For quite awhile, Amazon and large book publishing conglomerate Hachette have had a stand-off over the pricing of the publisher’s ebooks. Long story short, Amazon wanted to price their ebooks much lower than what Hachette wanted. During the months-long standoff between the two, we saw everything from Amazon slowing down shipments of Hachette’s paper books to “The Colbert Report” weighing in in favor of Hachette’s authors. (Stephen Colbert himself is such an author.) But at long last, the dispute between the two is finally over.
While details are scarce (and neither Amazon nor Hachette willing to talk much about it), under the deal reached, Hachette supposedly gets to keep majority control over ebook pricing.
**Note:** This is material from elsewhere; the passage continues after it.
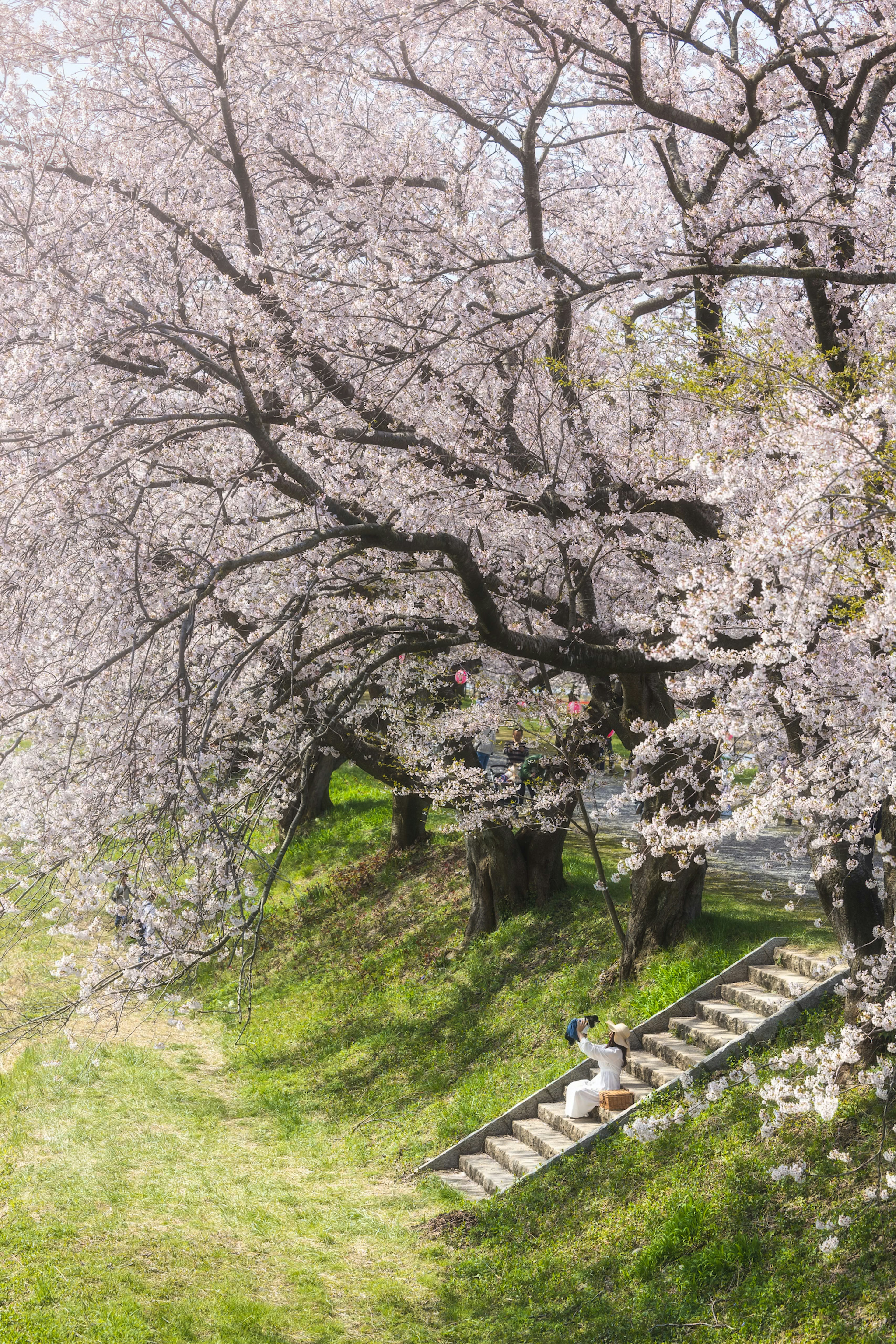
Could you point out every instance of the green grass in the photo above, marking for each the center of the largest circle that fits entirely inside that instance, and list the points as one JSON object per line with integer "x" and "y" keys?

Besides changes in revenue sharing between the two conglomerates (and, well, the authors), there’ll also be (undefined) incentives to keep Hachette from demanding too much.
Opinions seem mixed on the outcome of this. A few (such as The Digital Reader blog) thinks Hachette was forced to blink due to lowered quarterly revenue concerns, while others (such as Engadget) think Amazon came to an agreement due to similarly-anemic quarterly figures. However, with the holidays approaching, I assume neither company wanted this to drag out past mid-November. After all, all those Kindles that’re going to be bought for Christmas/Hanukkah are going to need ebooks on them.
Of course, all of this might be an argument for a wider variety of places to buy ebooks/regular books, as I listed in an earlier post.